# "Killdeer"



## CrocKeeper (Dec 26, 2003)

A pair of baby red-rumped plovers I found while mowing.....








Damn beautifull birds


----------



## lemmywinks (Jan 25, 2004)

those things are cool


----------



## piranha45 (Apr 8, 2003)

nice...










so do you consider aves to be a balanced part of a large herp's diet? Come on free food like that doesn't pop up every day of the week


----------



## Atlanta Braves Baby! (Mar 12, 2003)

Those are so cute!


----------



## Peacock (Feb 23, 2004)

aahh yes.. i love this speices..

their Preditor Protection Tactics (PPT, heheh) are amazing.

smart birds.


----------



## thePACK (Jan 3, 2003)

cute..are yo rising them by chance? or was mom near by?


----------



## CrocKeeper (Dec 26, 2003)

No need to raise them...









(_Charadrius vociferus_) are precocial and feed them selves off the bat...mom was near and that was how I located them, she did the whole, my wing is broken, come eat me routine....

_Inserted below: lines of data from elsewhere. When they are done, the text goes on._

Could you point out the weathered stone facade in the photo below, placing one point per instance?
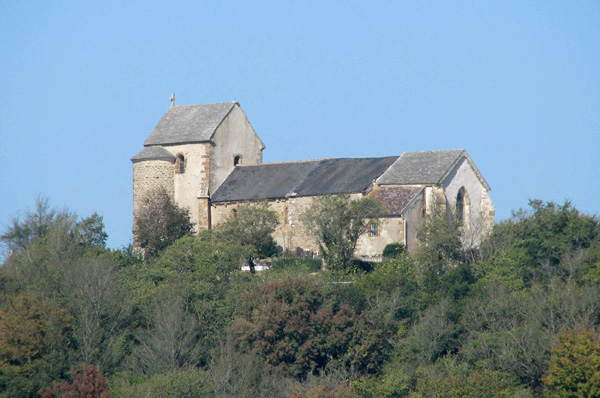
(151, 175)
(209, 159)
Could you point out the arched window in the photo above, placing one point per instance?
(462, 205)
(180, 164)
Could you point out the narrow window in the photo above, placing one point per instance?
(374, 230)
(180, 164)
(460, 205)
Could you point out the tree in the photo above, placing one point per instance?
(252, 227)
(160, 222)
(575, 366)
(337, 222)
(89, 382)
(35, 337)
(59, 227)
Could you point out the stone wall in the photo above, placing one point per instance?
(290, 234)
(194, 182)
(150, 175)
(235, 137)
(479, 217)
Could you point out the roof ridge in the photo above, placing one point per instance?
(212, 103)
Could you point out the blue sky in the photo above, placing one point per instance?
(516, 84)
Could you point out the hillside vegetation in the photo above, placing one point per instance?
(516, 317)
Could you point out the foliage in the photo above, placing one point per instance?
(295, 263)
(447, 379)
(447, 322)
(252, 227)
(548, 240)
(393, 250)
(45, 221)
(289, 324)
(88, 382)
(337, 222)
(176, 383)
(160, 222)
(575, 366)
(393, 382)
(34, 340)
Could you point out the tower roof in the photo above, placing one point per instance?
(189, 123)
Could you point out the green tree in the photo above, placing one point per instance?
(291, 326)
(160, 222)
(575, 366)
(252, 227)
(545, 241)
(337, 222)
(60, 227)
(35, 337)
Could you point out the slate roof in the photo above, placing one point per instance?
(395, 199)
(153, 153)
(315, 177)
(429, 167)
(189, 123)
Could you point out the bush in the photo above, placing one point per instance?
(393, 250)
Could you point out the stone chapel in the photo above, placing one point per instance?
(209, 159)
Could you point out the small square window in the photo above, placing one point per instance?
(374, 230)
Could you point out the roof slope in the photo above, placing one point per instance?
(395, 199)
(316, 177)
(429, 167)
(189, 123)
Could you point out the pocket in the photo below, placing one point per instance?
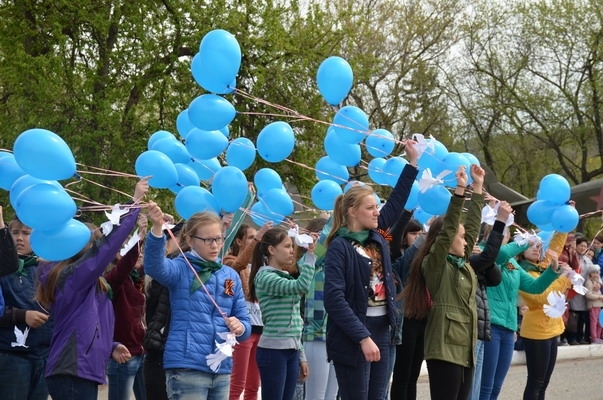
(458, 329)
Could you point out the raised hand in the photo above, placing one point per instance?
(142, 187)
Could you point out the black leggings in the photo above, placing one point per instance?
(541, 356)
(409, 357)
(448, 381)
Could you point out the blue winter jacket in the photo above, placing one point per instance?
(195, 322)
(347, 275)
(82, 340)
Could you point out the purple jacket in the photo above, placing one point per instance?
(82, 340)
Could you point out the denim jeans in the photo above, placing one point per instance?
(477, 371)
(123, 378)
(22, 378)
(498, 354)
(68, 387)
(190, 384)
(367, 380)
(321, 383)
(279, 369)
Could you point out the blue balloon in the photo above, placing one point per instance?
(240, 153)
(220, 55)
(351, 124)
(435, 200)
(183, 124)
(62, 243)
(376, 171)
(194, 199)
(205, 169)
(452, 161)
(266, 179)
(159, 166)
(260, 215)
(204, 145)
(334, 79)
(172, 148)
(278, 202)
(554, 188)
(186, 177)
(413, 197)
(327, 169)
(341, 152)
(44, 206)
(275, 142)
(393, 168)
(565, 219)
(207, 78)
(9, 171)
(44, 155)
(210, 112)
(24, 182)
(380, 143)
(229, 187)
(540, 212)
(421, 216)
(324, 194)
(157, 136)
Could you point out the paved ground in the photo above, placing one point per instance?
(578, 375)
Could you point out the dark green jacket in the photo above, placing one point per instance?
(451, 331)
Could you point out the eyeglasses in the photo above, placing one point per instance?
(208, 241)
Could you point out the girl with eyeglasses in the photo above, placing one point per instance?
(197, 323)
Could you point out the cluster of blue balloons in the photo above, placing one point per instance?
(551, 211)
(31, 173)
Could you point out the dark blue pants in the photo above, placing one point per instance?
(67, 387)
(367, 380)
(279, 369)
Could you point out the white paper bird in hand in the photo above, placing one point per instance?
(427, 180)
(556, 306)
(114, 218)
(20, 337)
(303, 239)
(224, 350)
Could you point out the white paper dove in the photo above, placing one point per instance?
(423, 144)
(20, 337)
(130, 243)
(578, 283)
(556, 306)
(302, 240)
(113, 219)
(427, 180)
(223, 352)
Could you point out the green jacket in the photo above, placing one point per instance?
(451, 331)
(503, 298)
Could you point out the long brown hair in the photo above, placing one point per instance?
(350, 199)
(272, 237)
(45, 292)
(414, 293)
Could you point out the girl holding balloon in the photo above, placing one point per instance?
(79, 300)
(359, 287)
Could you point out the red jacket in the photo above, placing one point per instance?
(128, 302)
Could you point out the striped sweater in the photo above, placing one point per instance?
(279, 295)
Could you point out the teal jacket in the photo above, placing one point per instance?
(451, 331)
(503, 298)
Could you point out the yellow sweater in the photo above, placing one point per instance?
(536, 324)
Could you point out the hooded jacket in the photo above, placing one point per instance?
(82, 340)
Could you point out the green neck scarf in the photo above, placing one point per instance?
(25, 262)
(360, 237)
(205, 269)
(457, 261)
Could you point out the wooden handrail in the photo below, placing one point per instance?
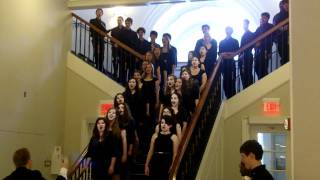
(186, 138)
(114, 40)
(76, 164)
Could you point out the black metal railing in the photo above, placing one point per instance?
(194, 141)
(103, 52)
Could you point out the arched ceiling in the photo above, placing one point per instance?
(183, 20)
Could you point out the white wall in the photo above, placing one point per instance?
(305, 88)
(35, 37)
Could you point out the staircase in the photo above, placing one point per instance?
(193, 143)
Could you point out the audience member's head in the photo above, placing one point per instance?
(251, 154)
(99, 13)
(264, 18)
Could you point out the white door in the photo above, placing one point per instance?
(274, 140)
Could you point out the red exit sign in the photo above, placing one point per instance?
(271, 106)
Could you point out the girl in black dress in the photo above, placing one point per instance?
(180, 115)
(120, 138)
(189, 91)
(163, 149)
(102, 151)
(198, 74)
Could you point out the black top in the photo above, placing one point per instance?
(134, 103)
(198, 77)
(143, 46)
(24, 173)
(101, 152)
(260, 173)
(168, 59)
(246, 38)
(163, 144)
(129, 126)
(228, 45)
(181, 116)
(190, 92)
(266, 43)
(130, 38)
(100, 25)
(117, 33)
(149, 90)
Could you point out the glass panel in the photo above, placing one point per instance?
(274, 156)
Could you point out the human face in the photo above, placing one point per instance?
(166, 112)
(264, 20)
(120, 21)
(149, 57)
(128, 24)
(246, 160)
(195, 62)
(170, 81)
(203, 51)
(148, 69)
(137, 76)
(190, 55)
(165, 41)
(185, 75)
(178, 84)
(157, 52)
(164, 126)
(174, 100)
(99, 13)
(101, 125)
(132, 84)
(205, 30)
(111, 114)
(121, 109)
(120, 98)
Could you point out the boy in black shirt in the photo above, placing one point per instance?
(251, 155)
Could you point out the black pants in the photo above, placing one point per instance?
(98, 53)
(245, 67)
(229, 77)
(283, 48)
(261, 63)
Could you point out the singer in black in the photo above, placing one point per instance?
(98, 40)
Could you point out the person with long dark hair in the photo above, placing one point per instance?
(114, 131)
(163, 149)
(102, 150)
(189, 91)
(180, 115)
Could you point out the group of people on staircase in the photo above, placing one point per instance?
(152, 114)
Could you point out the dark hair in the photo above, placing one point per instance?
(129, 19)
(167, 119)
(115, 125)
(99, 9)
(252, 146)
(205, 26)
(266, 14)
(141, 29)
(154, 33)
(115, 102)
(95, 131)
(167, 35)
(128, 91)
(21, 157)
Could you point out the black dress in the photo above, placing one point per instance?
(162, 157)
(101, 153)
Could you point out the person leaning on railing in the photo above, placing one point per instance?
(22, 161)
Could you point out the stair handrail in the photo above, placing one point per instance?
(114, 40)
(77, 163)
(186, 138)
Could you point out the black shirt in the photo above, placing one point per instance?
(260, 173)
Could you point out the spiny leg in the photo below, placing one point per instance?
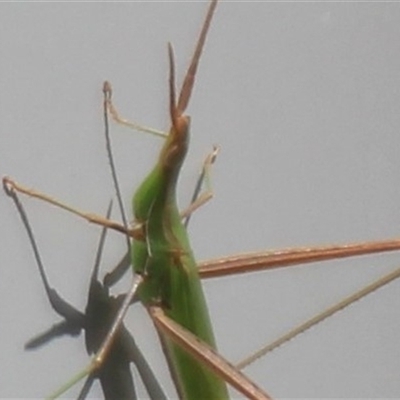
(119, 120)
(9, 184)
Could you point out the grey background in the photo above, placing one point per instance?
(303, 99)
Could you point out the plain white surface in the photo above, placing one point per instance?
(303, 99)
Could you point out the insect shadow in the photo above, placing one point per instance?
(115, 373)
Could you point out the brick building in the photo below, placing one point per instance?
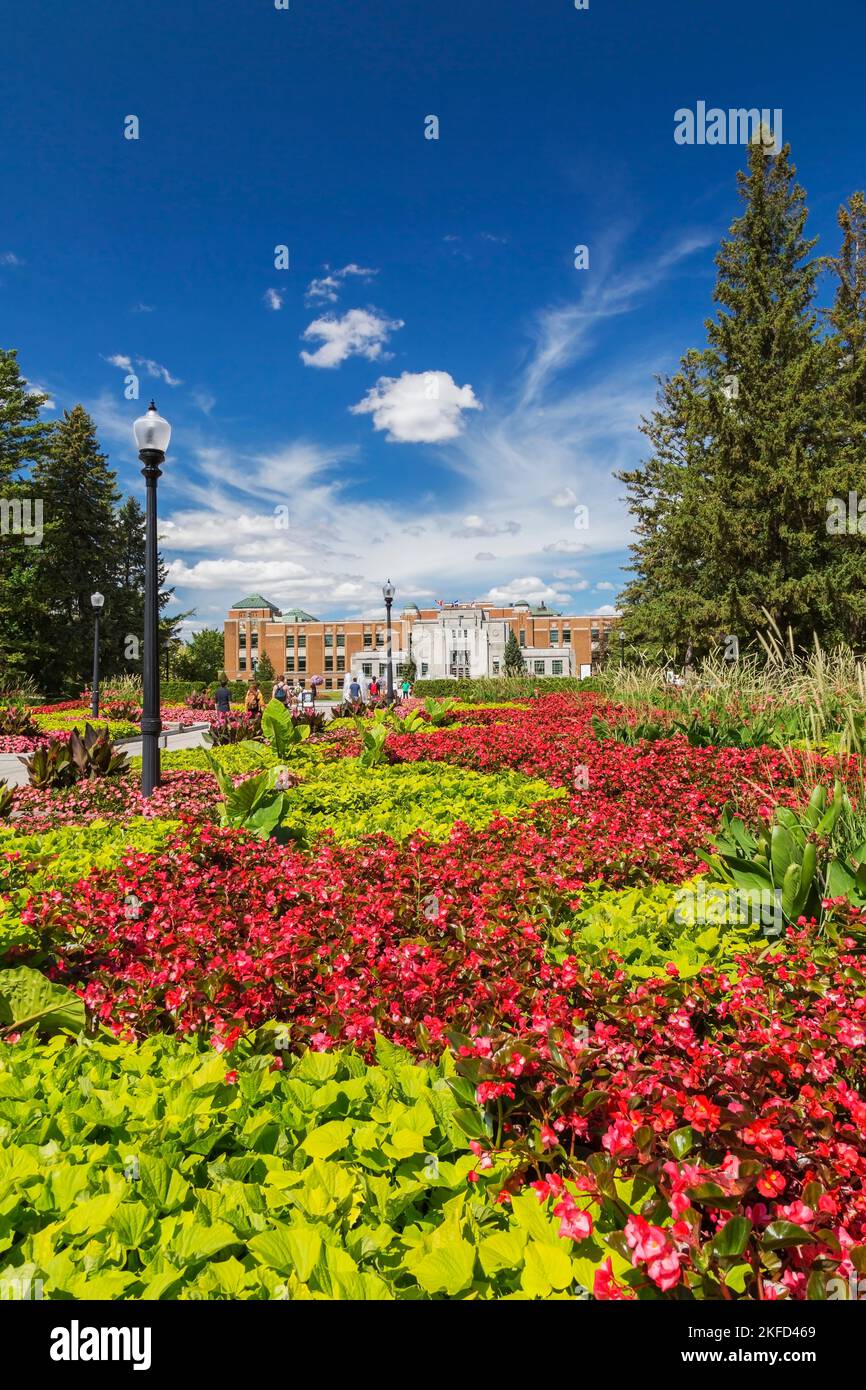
(458, 640)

as far as birds being an integral part to herps diets...not all herps :nod: 
but enough that I raise several bird species quail, finches, pigeons, and chickens, etc.. that I have all I need to offer for feed. Then there is the fact that I enjoy this beautifull species running around the property, and the little tiny fact that they ARE PROTECTED :rasp:


----------



## Peacock (Feb 23, 2004)

ahah


----------



## acestro (Jul 7, 2003)

Very cool, I always enjoy that routine.


----------



## ineedchanna (May 27, 2003)

cute!


----------